Comeback campaign uses rewards to lure viewers

Kik has launched a new video ad experience—and it appears to really get people watching by offering rewards for their time. The millennial-minded messaging app is letting users choose which ads to watch in exchange for points, and one of the first major brands to try a campaign is K-Swiss, a footwear marketer looking for a resurgence.

K-Swiss is running one-minute videos that pitch "The Board," a campaign fronted by the popular DJ Diplo. The Board is an effort to reach out to aspiring entrepreneurs and collaborate on projects, while participants become de facto advisers and a part of the  



sneaker's "comeback story." App users can opt to view those videos to win Kik Points, which they can redeem for stickers and other premium messaging features.

Kik users who have seen the sneaker's clips so far reported 25 times higher brand awareness for the sneaker company.
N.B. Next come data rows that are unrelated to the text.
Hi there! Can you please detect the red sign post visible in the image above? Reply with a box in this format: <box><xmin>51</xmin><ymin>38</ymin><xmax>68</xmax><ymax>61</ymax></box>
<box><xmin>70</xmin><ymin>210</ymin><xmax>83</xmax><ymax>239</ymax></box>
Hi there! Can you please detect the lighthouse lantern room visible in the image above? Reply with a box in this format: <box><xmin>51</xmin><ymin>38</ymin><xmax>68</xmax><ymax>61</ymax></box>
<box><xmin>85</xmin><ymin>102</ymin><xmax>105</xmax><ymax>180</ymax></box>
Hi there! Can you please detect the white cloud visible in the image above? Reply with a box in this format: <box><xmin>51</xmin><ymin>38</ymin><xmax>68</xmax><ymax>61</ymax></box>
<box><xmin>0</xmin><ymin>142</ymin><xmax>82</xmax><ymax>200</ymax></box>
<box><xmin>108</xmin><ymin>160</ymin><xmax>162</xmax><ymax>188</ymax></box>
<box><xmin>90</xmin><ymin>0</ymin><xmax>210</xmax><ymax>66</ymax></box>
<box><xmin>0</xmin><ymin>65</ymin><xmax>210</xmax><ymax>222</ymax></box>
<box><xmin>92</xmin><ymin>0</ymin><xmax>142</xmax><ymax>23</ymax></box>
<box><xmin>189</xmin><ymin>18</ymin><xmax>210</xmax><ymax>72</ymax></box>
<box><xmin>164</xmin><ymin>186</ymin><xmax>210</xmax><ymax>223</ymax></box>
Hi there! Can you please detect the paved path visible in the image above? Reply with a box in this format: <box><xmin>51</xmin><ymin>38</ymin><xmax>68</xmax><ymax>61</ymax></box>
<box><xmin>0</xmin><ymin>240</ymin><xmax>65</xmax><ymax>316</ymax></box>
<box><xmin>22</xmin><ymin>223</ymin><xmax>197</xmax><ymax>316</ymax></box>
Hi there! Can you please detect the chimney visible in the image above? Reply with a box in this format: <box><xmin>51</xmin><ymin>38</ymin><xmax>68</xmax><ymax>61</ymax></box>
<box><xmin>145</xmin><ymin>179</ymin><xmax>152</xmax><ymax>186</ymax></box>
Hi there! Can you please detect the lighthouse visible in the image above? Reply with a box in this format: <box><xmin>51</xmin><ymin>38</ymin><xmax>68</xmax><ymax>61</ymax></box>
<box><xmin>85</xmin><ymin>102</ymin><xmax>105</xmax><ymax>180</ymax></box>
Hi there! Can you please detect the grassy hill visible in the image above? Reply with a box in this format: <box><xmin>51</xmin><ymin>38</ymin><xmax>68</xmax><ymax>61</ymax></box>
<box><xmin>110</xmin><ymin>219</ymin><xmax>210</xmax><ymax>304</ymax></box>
And 55 percent of viewers signaled intent to purchase the brand's gear, according to the companies.

K-Swiss is leaning on social media— including Facebook, Instagram and Twitter—to redefine the brand that was founded in the 1960s, had a stylish 1990s but fell out of favor in recent years.
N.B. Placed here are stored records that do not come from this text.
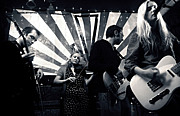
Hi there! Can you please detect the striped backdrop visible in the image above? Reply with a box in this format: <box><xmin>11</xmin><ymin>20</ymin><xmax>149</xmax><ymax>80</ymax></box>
<box><xmin>9</xmin><ymin>9</ymin><xmax>137</xmax><ymax>75</ymax></box>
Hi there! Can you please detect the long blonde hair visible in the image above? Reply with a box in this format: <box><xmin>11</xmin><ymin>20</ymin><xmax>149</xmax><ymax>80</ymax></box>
<box><xmin>136</xmin><ymin>0</ymin><xmax>171</xmax><ymax>47</ymax></box>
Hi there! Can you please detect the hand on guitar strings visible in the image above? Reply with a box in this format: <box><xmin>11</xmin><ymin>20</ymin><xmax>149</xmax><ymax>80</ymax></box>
<box><xmin>115</xmin><ymin>70</ymin><xmax>124</xmax><ymax>79</ymax></box>
<box><xmin>142</xmin><ymin>67</ymin><xmax>167</xmax><ymax>83</ymax></box>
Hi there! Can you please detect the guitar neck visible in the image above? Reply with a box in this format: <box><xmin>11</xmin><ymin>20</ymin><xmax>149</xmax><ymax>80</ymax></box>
<box><xmin>171</xmin><ymin>62</ymin><xmax>180</xmax><ymax>77</ymax></box>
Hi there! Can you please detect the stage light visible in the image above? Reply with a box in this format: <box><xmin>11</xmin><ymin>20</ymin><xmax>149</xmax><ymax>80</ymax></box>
<box><xmin>47</xmin><ymin>3</ymin><xmax>55</xmax><ymax>14</ymax></box>
<box><xmin>26</xmin><ymin>0</ymin><xmax>36</xmax><ymax>9</ymax></box>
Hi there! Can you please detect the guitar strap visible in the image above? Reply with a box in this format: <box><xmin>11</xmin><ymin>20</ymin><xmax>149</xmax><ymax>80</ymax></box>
<box><xmin>117</xmin><ymin>51</ymin><xmax>125</xmax><ymax>60</ymax></box>
<box><xmin>113</xmin><ymin>47</ymin><xmax>125</xmax><ymax>60</ymax></box>
<box><xmin>118</xmin><ymin>53</ymin><xmax>125</xmax><ymax>59</ymax></box>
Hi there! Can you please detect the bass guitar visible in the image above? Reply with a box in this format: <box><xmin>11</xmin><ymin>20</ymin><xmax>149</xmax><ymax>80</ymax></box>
<box><xmin>103</xmin><ymin>72</ymin><xmax>130</xmax><ymax>100</ymax></box>
<box><xmin>130</xmin><ymin>55</ymin><xmax>180</xmax><ymax>111</ymax></box>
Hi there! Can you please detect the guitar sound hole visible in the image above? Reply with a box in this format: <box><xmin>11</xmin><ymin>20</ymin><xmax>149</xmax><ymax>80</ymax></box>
<box><xmin>147</xmin><ymin>80</ymin><xmax>163</xmax><ymax>92</ymax></box>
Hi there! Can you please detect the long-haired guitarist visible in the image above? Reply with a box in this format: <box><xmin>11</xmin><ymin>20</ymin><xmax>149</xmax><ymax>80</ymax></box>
<box><xmin>124</xmin><ymin>0</ymin><xmax>180</xmax><ymax>116</ymax></box>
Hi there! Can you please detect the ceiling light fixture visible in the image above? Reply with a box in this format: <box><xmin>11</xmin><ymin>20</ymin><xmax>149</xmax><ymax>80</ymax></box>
<box><xmin>26</xmin><ymin>0</ymin><xmax>36</xmax><ymax>9</ymax></box>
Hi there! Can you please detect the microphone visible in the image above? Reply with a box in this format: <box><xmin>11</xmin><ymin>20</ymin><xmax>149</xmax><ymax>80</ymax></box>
<box><xmin>154</xmin><ymin>0</ymin><xmax>166</xmax><ymax>15</ymax></box>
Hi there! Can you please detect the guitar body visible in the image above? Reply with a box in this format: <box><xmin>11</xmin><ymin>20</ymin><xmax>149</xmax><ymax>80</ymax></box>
<box><xmin>130</xmin><ymin>55</ymin><xmax>180</xmax><ymax>111</ymax></box>
<box><xmin>103</xmin><ymin>72</ymin><xmax>130</xmax><ymax>100</ymax></box>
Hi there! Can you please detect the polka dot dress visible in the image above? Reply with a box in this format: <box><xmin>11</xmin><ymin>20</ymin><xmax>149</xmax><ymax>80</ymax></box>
<box><xmin>64</xmin><ymin>66</ymin><xmax>88</xmax><ymax>116</ymax></box>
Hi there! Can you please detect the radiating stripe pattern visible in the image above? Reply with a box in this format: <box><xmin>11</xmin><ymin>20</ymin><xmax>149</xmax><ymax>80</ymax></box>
<box><xmin>9</xmin><ymin>9</ymin><xmax>137</xmax><ymax>75</ymax></box>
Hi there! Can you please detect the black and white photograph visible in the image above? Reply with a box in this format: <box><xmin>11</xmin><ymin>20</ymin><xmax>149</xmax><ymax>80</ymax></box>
<box><xmin>1</xmin><ymin>0</ymin><xmax>180</xmax><ymax>116</ymax></box>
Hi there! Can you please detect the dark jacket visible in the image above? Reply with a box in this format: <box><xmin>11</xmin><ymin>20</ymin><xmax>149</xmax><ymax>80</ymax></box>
<box><xmin>88</xmin><ymin>39</ymin><xmax>121</xmax><ymax>94</ymax></box>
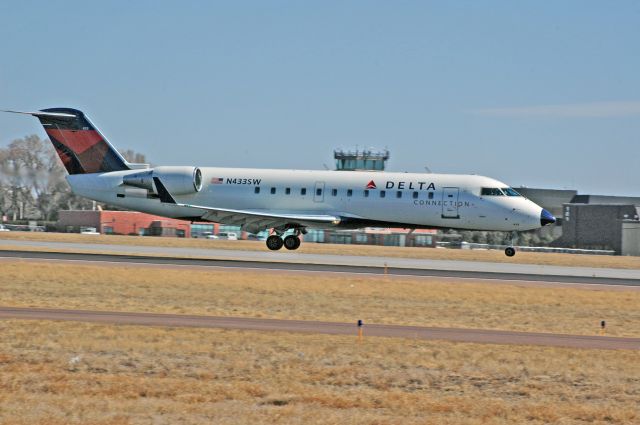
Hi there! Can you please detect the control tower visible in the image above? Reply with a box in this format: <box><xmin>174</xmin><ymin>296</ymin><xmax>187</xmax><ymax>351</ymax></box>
<box><xmin>333</xmin><ymin>147</ymin><xmax>389</xmax><ymax>171</ymax></box>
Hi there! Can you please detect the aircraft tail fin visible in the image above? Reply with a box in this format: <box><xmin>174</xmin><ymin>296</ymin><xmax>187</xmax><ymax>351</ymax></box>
<box><xmin>2</xmin><ymin>108</ymin><xmax>130</xmax><ymax>175</ymax></box>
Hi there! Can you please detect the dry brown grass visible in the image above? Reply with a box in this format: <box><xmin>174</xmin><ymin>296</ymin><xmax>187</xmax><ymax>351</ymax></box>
<box><xmin>2</xmin><ymin>260</ymin><xmax>639</xmax><ymax>337</ymax></box>
<box><xmin>1</xmin><ymin>320</ymin><xmax>638</xmax><ymax>424</ymax></box>
<box><xmin>2</xmin><ymin>231</ymin><xmax>640</xmax><ymax>269</ymax></box>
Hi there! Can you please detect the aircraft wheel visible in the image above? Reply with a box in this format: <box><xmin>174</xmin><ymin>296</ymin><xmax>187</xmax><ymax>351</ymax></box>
<box><xmin>505</xmin><ymin>246</ymin><xmax>516</xmax><ymax>257</ymax></box>
<box><xmin>283</xmin><ymin>235</ymin><xmax>301</xmax><ymax>250</ymax></box>
<box><xmin>266</xmin><ymin>235</ymin><xmax>284</xmax><ymax>251</ymax></box>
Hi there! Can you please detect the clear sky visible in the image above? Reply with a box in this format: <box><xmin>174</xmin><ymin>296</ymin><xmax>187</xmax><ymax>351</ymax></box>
<box><xmin>1</xmin><ymin>1</ymin><xmax>639</xmax><ymax>195</ymax></box>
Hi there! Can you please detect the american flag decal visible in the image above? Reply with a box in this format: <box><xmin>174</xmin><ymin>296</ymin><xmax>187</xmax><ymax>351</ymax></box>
<box><xmin>211</xmin><ymin>177</ymin><xmax>223</xmax><ymax>184</ymax></box>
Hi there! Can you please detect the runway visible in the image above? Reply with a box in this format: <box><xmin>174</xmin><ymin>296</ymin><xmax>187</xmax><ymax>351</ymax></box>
<box><xmin>1</xmin><ymin>306</ymin><xmax>637</xmax><ymax>350</ymax></box>
<box><xmin>2</xmin><ymin>248</ymin><xmax>640</xmax><ymax>286</ymax></box>
<box><xmin>2</xmin><ymin>238</ymin><xmax>640</xmax><ymax>282</ymax></box>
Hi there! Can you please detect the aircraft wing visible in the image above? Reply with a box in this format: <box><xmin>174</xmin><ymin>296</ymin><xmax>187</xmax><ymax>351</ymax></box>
<box><xmin>153</xmin><ymin>177</ymin><xmax>343</xmax><ymax>231</ymax></box>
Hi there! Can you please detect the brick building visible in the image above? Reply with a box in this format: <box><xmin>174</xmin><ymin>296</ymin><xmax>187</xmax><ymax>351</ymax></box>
<box><xmin>57</xmin><ymin>210</ymin><xmax>193</xmax><ymax>237</ymax></box>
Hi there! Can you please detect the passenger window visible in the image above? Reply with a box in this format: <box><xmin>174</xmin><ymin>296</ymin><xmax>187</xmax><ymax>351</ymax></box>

"We want to bring prominence back to the company that hasn't been in the spotlight," said Ashley Deverell, K-Swiss marketing manager. "We are bringing it back to create more awareness on a global level."

Kik, which claims more than 200 million users, has been building its ad business with Promoted Chats that let brands grow and text their consumer contacts. The Ontario-based startup has also built some targeting technology and embraced video as an ad format.
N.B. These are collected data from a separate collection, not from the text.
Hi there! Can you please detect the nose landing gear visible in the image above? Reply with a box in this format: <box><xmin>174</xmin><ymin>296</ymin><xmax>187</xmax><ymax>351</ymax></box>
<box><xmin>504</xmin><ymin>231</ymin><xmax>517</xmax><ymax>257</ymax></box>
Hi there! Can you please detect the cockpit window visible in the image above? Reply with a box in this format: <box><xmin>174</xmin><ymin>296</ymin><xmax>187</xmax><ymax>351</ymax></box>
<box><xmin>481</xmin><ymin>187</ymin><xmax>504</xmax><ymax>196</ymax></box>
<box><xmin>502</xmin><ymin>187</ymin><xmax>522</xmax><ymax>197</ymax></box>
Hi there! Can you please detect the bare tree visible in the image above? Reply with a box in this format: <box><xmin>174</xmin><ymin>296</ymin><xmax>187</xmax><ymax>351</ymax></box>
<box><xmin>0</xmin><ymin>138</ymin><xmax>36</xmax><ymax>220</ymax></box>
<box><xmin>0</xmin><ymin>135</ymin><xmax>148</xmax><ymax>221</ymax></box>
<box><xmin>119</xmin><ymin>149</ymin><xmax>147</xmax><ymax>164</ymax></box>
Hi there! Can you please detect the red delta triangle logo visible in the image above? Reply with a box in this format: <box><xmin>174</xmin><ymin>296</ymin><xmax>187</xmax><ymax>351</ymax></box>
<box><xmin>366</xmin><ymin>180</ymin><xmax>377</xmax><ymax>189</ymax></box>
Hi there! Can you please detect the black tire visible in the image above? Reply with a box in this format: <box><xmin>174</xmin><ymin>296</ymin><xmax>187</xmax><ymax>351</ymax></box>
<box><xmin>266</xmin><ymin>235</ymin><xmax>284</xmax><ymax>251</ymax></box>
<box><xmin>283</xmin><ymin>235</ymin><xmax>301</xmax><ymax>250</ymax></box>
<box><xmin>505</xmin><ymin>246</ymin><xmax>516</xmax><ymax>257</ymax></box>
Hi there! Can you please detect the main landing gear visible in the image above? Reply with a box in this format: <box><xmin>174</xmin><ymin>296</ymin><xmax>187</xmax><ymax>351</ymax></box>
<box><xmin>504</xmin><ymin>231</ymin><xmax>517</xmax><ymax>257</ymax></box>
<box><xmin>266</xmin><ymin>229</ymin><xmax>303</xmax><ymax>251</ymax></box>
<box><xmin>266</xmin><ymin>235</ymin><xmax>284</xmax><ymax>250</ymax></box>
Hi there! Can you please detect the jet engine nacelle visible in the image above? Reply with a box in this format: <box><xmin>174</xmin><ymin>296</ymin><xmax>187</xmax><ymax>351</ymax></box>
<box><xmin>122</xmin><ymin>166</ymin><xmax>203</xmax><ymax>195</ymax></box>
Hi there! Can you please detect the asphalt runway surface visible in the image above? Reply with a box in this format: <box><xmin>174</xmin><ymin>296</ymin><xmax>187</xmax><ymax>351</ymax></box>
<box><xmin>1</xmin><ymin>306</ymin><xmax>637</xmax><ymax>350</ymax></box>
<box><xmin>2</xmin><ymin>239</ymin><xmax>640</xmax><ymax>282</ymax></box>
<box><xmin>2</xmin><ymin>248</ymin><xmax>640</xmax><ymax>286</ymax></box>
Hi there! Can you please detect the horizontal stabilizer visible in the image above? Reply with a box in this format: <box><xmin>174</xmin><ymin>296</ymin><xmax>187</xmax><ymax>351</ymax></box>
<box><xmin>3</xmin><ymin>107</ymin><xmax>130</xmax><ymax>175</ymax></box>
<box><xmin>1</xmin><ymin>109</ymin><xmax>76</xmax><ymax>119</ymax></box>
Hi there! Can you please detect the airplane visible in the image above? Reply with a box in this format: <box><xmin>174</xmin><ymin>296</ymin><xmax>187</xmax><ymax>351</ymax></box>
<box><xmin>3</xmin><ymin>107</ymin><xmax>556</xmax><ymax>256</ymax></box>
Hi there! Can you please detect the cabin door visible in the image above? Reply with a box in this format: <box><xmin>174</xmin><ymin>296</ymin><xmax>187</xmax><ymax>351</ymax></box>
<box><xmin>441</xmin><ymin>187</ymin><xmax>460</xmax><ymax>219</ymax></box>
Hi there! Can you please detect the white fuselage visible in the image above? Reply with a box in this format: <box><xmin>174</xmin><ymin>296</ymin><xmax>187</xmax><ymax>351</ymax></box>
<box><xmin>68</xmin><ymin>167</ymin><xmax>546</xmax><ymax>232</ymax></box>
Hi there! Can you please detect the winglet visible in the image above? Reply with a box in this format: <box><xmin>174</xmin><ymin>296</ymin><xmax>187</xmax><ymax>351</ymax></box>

Video ads are becoming a top priority for most mobile companies, and Kik is up against hot rivals like Facebook, Instagram, Snapchat and Twitter. And Kik has caught the attention of more and more brands while building up its ad offerings.

The video ads are served in an automated fashion, and they are powered by a company called Samba. "We aggregate programmatic demand so Kik doesn't have to," said Samba CEO Ben Atherton.

Samba's server shows Kik users a number of video options from top brands, enticing them to sit through commercials in exchange for the points. The user decides which one he or she wants to see.

"When you get the user to choose the ad, you are driving strong engagement," Atherton added.